One man who rose head and shoulders over the others detached himself from the group and stood firmly before her.
‘Mrs. Diana Quenton.’ He stated this as a fact, with recognition and a certain satisfaction in his tone. His voice resonated from deep within. She found herself looking up at him and her neck muscles thrilled to this unaccustomed stretch. He stood at least six foot four, which was five whole inches taller than herself and a full eight inches taller than Mark. Dusky skinned of indeterminate racial background, he wore his hair in an old fashioned brush cut – not the all over shaved look so popular with men with early balding patterns, but the full military treatment that told a woman she would know where she stood with him. His temples were lightly touched with gray.
Diana felt a strange looseness deep within her, an unaccustomed warmth spreading through her normally well behaved innards. His eyes strayed down to the silk robe wrapped tightly around her not inconsiderable breasts which were threatening to heave like a romance heroine’s. She was having a hard time finding her breath.
‘What can I do for you, officer?’ She was struggling not to sound like Mae West, but it was difficult in the circumstances as her voice had taken on a sudden huskiness. If Mark really were dead, those were arms she could find solace in.
He wrenched his eyes back up to her face and a steeliness grew within them. He flipped an ID badge briefly at her face.
‘I am Special Agent Flanagan of Special Operations Branch of the FBI, ma’am,’ he barked. ‘This house and all the possessions herein are now seized under order of the Chief Magistrate of the United States of America. I have a warrant for the arrest of Mark Aloysius Quenton and Diana Sears Quenton. You are to be detained under suspicion of mass fraud and theft.’ He began listing off her rights and her wrongs, relentlessly going on and on in his hard voice.
‘But Mark is dead,’ she said, unable to wrap her mind around anything else the man was saying. ‘You can’t arrest him if he’s not here.’
He ended his recitation and looked at her with that same satisfaction she’d first noticed. ‘Well I guess that leaves you holding the bag.’ He reached out and snapped cuffs onto both her wrists. ‘Ma’am.’
‘Wait... wait,’ she said, looking at the handcuffs attaching her hands together, not comprehending what they meant.
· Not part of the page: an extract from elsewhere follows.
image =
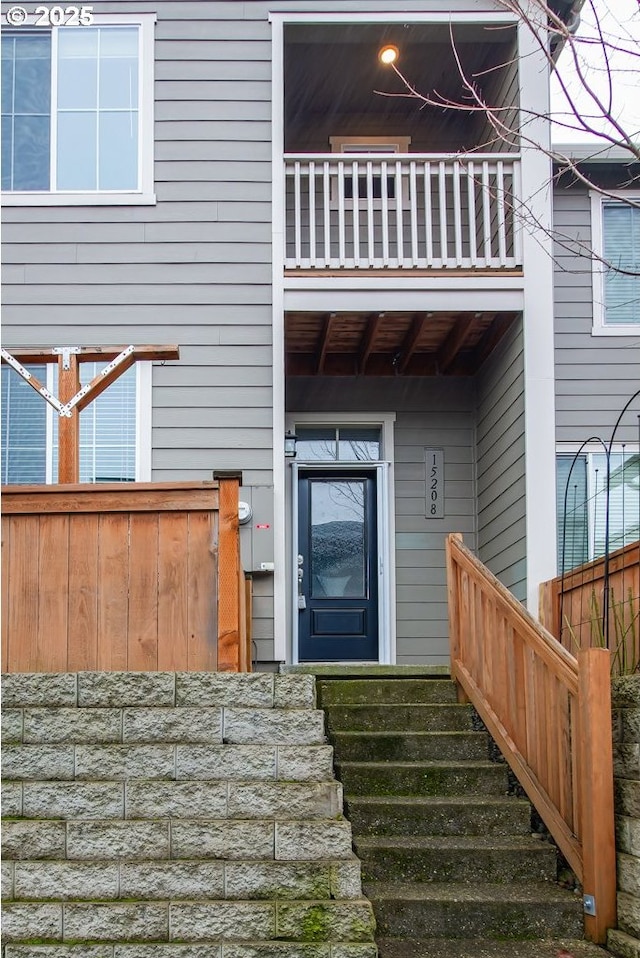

A slight movement out of the corner of her eye caused her to turn and there was little Susie standing at the open door, right on time as ordered. Her face was blanched white, a horror-filled mask, framed by her blonde bob. She skittered out of the way as Officer Flanagan thrust Diana ahead of him and down the marble steps outside.
‘Phone Keith!’ Diana shouted her instructions at Susie before turning to the brute who held her helpless as he hustled her to the waiting car. ‘I demand to see my lawyer! You can’t just take me away. What are you...’ Her last words were swallowed up as the car door slammed behind her. Diana twisted her head to make sure Susie understood her orders. Her friend was standing in the entrance, a look of wonder on her face at what she had just witnessed. As Di continued her protest, she watched incredulously as a slow smile spread across her friend’s face, then Di was whisked away through the very gates which had spelled security for her all these years.